13 Signal/Slot (Let's make the text editor)
En Ar Bg De El Es Fa Fi Fr Hi Hu It Ja Kn Ko Ms Nl Pl Pt Ru Sq Th Tr Uk Zh Warning : Be sure to have some knowledge of C++ before starting!
Remark : This tutorial series target mainly Qt4.
Even if most of these tutorials are also valid for Qt5, the case of Qt5 is discussed in a separate part.
It completely describes a method or function.
Don't know how to start?
Then this wiki page is for you!
It is a step by step tutorial that presents all specificities and features signals and slots editor Qt.
Introduction to Qt Qt pronounced as "cute", not "cu-tee" is a cross-platform framework that is usually used as a graphical toolkit, although it is also very helpful in creating CLI applications.
It runs on the three major desktop OSes, as well as on mobile OSes, such as Symbian, Nokia Belle, Meego Harmattan, MeeGo or BB10, and on embedded devices.
Ports for Android Necessitas and iOS are also in development.
They can be build from source, or better, be downloaded as an SDK from.
This SDK includes a lot of features, like cross compilers for Symbian and the Nokia N9.

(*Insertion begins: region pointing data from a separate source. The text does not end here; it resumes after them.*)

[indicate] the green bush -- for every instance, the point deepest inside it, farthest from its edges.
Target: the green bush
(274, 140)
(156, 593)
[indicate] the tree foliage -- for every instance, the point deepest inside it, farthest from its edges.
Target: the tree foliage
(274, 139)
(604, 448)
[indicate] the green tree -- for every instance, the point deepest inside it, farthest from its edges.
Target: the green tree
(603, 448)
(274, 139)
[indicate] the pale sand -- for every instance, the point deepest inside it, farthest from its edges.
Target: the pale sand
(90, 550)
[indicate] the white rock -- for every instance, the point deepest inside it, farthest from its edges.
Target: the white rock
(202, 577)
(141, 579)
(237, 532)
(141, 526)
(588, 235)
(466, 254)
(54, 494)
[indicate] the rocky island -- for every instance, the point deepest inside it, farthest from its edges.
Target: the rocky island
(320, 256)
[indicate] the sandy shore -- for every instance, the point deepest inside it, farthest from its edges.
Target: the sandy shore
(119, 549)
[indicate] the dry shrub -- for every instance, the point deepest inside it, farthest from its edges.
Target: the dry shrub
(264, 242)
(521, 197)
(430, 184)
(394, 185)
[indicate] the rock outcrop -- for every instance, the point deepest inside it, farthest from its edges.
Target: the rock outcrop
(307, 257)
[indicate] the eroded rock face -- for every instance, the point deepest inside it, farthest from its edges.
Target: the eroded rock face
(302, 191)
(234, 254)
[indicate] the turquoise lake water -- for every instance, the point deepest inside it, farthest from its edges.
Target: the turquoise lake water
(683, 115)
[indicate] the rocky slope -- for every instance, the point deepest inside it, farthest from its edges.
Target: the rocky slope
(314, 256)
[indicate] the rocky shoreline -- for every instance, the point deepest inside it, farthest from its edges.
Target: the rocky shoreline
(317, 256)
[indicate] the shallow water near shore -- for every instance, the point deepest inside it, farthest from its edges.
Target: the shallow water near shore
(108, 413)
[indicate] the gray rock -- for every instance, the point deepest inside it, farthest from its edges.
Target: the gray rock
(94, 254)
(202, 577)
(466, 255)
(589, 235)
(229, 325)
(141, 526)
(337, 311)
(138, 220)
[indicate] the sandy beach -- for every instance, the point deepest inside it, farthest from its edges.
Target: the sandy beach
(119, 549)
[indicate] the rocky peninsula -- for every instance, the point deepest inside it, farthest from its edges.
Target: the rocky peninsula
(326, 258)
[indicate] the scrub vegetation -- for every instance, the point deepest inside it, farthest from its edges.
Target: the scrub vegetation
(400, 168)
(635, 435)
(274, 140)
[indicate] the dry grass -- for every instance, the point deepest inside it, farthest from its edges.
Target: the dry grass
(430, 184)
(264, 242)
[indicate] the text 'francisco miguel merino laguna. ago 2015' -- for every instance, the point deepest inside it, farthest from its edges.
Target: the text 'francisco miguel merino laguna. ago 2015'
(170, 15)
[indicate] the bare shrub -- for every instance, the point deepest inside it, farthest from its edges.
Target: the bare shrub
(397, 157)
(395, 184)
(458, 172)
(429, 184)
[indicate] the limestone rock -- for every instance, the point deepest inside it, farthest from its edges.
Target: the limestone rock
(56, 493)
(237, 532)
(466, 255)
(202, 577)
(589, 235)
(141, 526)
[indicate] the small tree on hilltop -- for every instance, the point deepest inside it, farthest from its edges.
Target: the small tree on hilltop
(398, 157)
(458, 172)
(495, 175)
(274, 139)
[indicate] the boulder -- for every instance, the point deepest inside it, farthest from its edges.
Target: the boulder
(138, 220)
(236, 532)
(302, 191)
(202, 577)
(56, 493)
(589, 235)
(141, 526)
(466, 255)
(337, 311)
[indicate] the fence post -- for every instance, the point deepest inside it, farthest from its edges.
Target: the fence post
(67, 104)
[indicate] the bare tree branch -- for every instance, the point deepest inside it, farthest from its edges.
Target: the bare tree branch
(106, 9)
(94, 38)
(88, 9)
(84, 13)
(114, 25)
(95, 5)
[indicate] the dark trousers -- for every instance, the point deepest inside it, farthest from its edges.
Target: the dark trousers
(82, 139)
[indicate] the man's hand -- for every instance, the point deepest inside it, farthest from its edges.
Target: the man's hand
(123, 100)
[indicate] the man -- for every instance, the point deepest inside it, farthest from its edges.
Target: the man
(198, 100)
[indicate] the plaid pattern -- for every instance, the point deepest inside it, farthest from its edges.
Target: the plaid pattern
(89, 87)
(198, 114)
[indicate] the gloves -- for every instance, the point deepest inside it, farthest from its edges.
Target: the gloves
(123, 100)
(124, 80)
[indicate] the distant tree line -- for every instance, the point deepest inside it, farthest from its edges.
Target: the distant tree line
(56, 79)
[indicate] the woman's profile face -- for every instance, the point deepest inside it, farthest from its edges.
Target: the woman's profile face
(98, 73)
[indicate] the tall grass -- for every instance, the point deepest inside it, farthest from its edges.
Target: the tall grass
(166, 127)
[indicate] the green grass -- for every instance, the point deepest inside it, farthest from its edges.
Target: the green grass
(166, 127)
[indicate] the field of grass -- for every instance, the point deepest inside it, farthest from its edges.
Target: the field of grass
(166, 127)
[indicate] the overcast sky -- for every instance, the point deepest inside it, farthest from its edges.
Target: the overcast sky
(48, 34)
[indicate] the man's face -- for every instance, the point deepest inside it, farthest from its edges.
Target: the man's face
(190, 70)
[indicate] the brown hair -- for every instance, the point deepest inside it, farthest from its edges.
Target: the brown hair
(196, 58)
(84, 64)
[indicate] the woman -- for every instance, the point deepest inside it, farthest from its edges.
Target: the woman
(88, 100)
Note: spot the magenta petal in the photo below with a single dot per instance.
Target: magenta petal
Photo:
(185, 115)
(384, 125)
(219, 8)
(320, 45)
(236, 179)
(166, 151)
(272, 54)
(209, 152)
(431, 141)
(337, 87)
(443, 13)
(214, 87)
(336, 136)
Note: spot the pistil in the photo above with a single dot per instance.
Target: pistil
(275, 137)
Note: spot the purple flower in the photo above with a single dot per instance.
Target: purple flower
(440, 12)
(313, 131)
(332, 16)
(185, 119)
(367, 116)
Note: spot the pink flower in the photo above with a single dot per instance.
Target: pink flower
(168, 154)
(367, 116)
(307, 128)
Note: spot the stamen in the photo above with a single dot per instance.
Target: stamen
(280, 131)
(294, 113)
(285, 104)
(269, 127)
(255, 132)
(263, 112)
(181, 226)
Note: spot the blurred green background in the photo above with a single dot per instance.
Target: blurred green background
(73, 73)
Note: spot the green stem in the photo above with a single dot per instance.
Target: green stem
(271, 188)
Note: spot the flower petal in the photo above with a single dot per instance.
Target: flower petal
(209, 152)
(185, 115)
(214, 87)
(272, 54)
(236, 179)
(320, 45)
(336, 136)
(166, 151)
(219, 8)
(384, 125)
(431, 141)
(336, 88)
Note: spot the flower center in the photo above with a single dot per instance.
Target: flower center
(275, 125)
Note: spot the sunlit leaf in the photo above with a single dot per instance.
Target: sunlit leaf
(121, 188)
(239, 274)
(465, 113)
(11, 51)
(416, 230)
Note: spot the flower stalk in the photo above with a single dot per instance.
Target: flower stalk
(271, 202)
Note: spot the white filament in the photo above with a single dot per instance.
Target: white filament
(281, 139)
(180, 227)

You might choose not to install them by selecting "custom install".
NB : On linux, it is better to use the packages that your distribution provides.
Qt Creator should be available in nearly all distributions, and installing it should install all dependancies, like libraries, compilers, and developement headers.
Note: See the official page for an alternative tutorial.
We are now ready to create our first window.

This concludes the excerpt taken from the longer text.